Les bals étaient interdits et un couvre-feu était imposé à tous. « Nous allions quand même les uns chez les autres et on organisait des surprise-parties. On écoutait du jazz, on buvait de l’alcool, on dansait… »

Cette photo présente René et ses camarades de classe en juillet
1943. Ils étaient partis faire une excursion au mont Noir, après avoir passé leurs premières épreuves du BAC en première.

Un collège mixte

« Avant la guerre, il y avait le collège municipal, Saint-Jude et le collège des filles à Armentières. Pendant, celui des filles était entièrement occupé par les Allemands. Le mien l’était à moitié, se souvient René Knockaert. Notre établissement est devenu mixte. Tout le monde, filles comprises, était dans cette moitié. Ma classe était mixte, j’étais en section philo. Des couples se sont formés et se sont même mariés après. La récréation se faisait par roulement car les classes étaient de minimum 40 élèves. »

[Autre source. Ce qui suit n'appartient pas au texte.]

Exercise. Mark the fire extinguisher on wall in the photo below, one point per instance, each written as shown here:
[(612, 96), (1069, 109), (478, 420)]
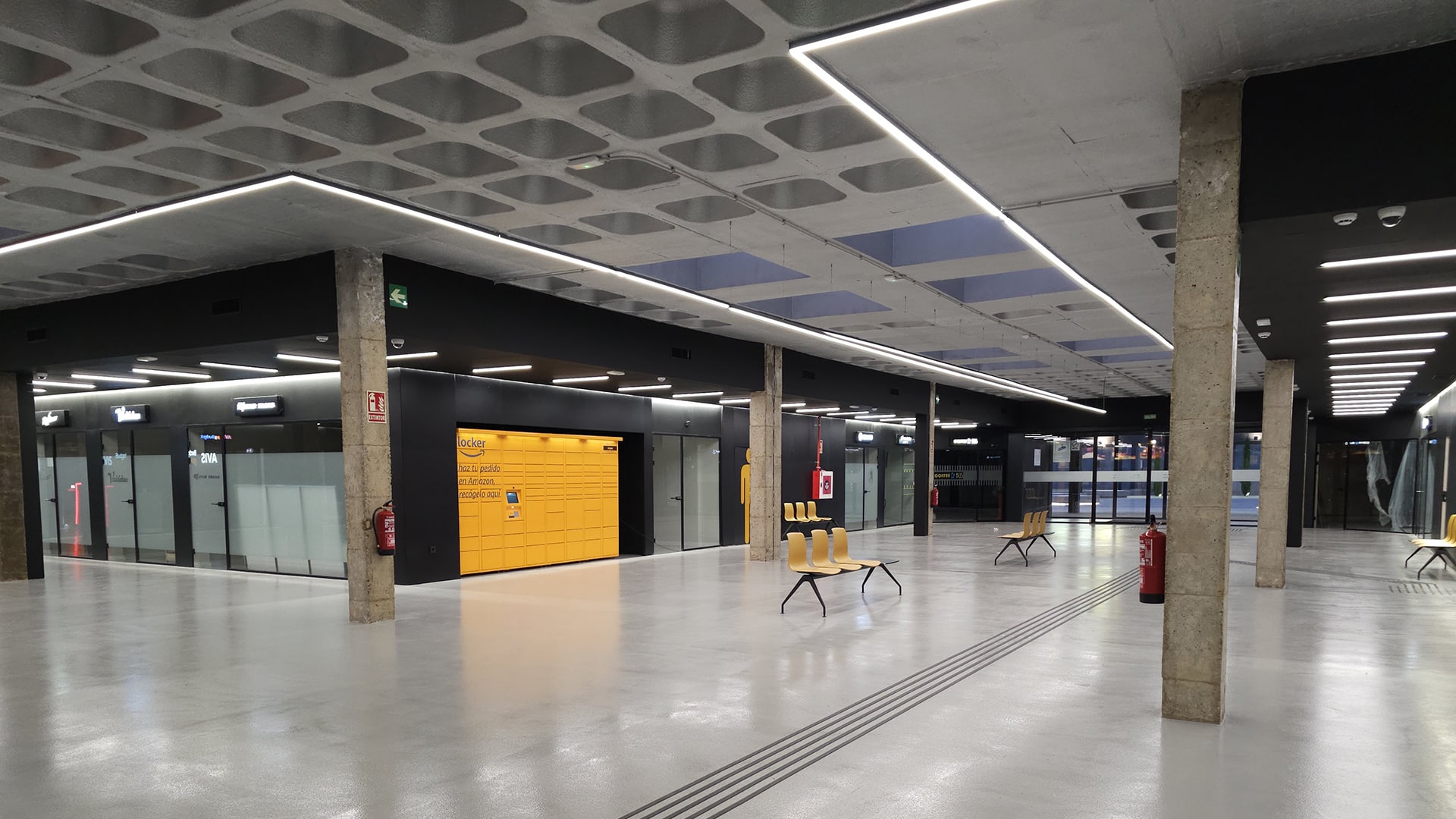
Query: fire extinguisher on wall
[(383, 522), (1152, 557)]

René Knockaert a eu le sentiment que « la scolarité n’a pas changé par rapport à ce qu’elle était avant la guerre ». Il avait cours « normalement », il ne chantait pas « Maréchal, nous voilà » car, il l’a su plus tard, certains de ses profs étaient des résistants. Mais il y avait tout de même « un manque de professeurs car des hommes avaient été faits prisonniers ».

La classe de René en
1943 était mixte.

René, une figure armentiéroise

René Knockaert a été médecin généraliste à Armentières de 1953 à 1990. Il a aussi été, entre autres, président du syndicat des médecins d’Armentières, chargé de la coordination médicale nationale des centres d’accueil de demandeurs d’asiles et de réfugiés, mais aussi créateur de l’association Amitiés franco-marocaines de la région d’Armentières, et conseiller municipal à Armentières.